Pequim ocupou o vazio diplomático deixado pelos EUA no Oriente Médio e sequer precisou abordar as violações dos direitos humanos praticadas pelos dois regimes. Duas ditaduras rivais do Oriente Médio concordam em restabelecer relações diplomáticas sob a batuta da China. Em princípio, a notícia parece ser promissora se a reaproximação servir para acalmar as tensões na região. Os regimes da Arábia Saudita e Irã disputam a liderança regional e estão vinculados à maioria dos conflitos que se desenrolam nos países ao seu redor.
O acordo assinado na sexta-feira (10) em Pequim vinha sendo cozinhado em fogo lento há dois anos, com cinco tentativas de negociações fracassadas no Iraque e em Omã. Ponto para a China, que se aproveitou do vazio diplomático deixado pelos EUA no Oriente Médio e costurou uma reaproximação calcada essencialmente no pragmatismo.
O sectarismo permeou a rivalidade entre a Arábia Saudita, sunita, e o Irã, xiita. Os dois países romperam oficialmente em 2016, quando o reino executou o clérigo xiita saudita Nimr al-Nimr, deflagrando um violento ataque de manifestantes à sede de sua embaixada em Teerã.
Até o ano passado, os dois países se enfrentaram numa guerra por procuração no Iêmen. A Arábia Saudita liderou uma campanha militar para reprimir os rebeldes houthis, alinhados ao Irã, com um resultado desastroso: 150 mil mortos e a mais grave crise humanitária do mundo, segundo a ONU, com 20 milhões de pessoas condenadas à fome.
O primeiro teste para saber se este acordo é eficaz será justamente no Iêmen, onde um cessar-fogo expirou em outubro e precisa ser renovado. Arábia Saudita e Irã se habituaram a medir forças, apoiando diferentes facções em conflitos sangrentos no Iraque, na Síria e no Líbano.

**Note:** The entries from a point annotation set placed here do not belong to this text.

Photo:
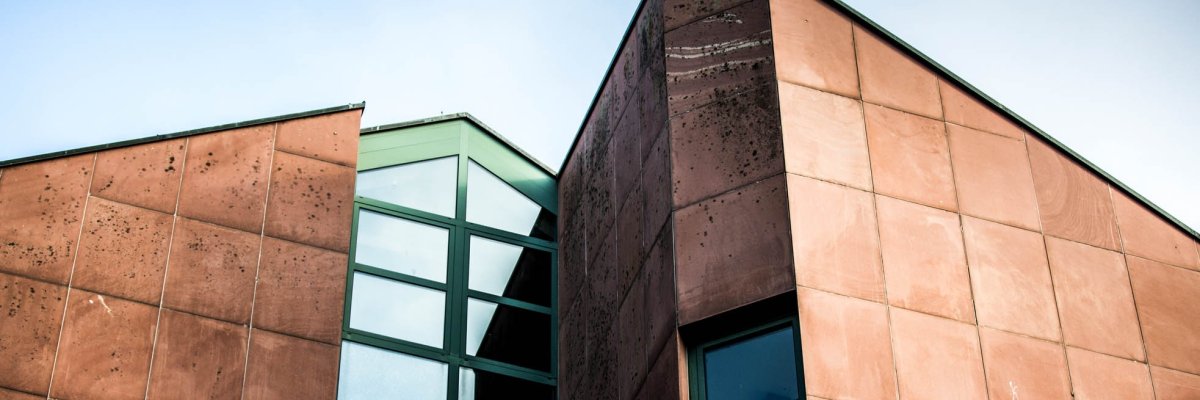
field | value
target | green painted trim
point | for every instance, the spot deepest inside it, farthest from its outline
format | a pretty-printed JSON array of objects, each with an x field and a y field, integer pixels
[
  {"x": 696, "y": 384},
  {"x": 1012, "y": 115},
  {"x": 463, "y": 117},
  {"x": 181, "y": 133}
]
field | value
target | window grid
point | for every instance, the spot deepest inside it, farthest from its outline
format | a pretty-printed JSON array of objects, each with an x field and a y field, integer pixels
[{"x": 453, "y": 352}]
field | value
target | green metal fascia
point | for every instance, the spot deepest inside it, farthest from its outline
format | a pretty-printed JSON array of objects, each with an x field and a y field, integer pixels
[
  {"x": 1005, "y": 111},
  {"x": 183, "y": 133},
  {"x": 472, "y": 120}
]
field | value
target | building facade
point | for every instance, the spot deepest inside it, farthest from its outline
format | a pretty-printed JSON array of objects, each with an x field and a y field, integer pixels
[{"x": 767, "y": 200}]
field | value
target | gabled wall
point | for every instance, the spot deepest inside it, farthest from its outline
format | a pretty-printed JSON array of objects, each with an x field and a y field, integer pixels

A distensão é encarada como um passo significativo para a região. Pequim se fortalece com potencial para atuar como protagonista, ao passo que a influência americana parece diminuta. Sob este aspecto, o governo Netanyahu, que contava com a ajuda dos EUA para chegar a um acordo com a Arábia Saudita, sai perdendo e se isola ainda mais.
Sob o governo Trump, o acordo nuclear firmado com o Irã se esvaiu após a retirada dos EUA. Biden tentou retomá-lo, mas o regime teocrático ganhou tempo para enriquecer urânio a 84% de pureza e se encontra mais próximo da fabricação de uma bomba atômica, conforme constatou recentemente a Agência Internacional de Energia Atômica (AIEA).
Paralelamente, o governo americano esfriou relações com a Arábia Saudita, depois do assassinato do jornalista Jamal Khashoggi, crítico do regime esquartejado nas dependências do consulado saudita em Istambul. Segundo a inteligência americana, ele foi morto a mando do príncipe herdeiro Mohammed bin Salman.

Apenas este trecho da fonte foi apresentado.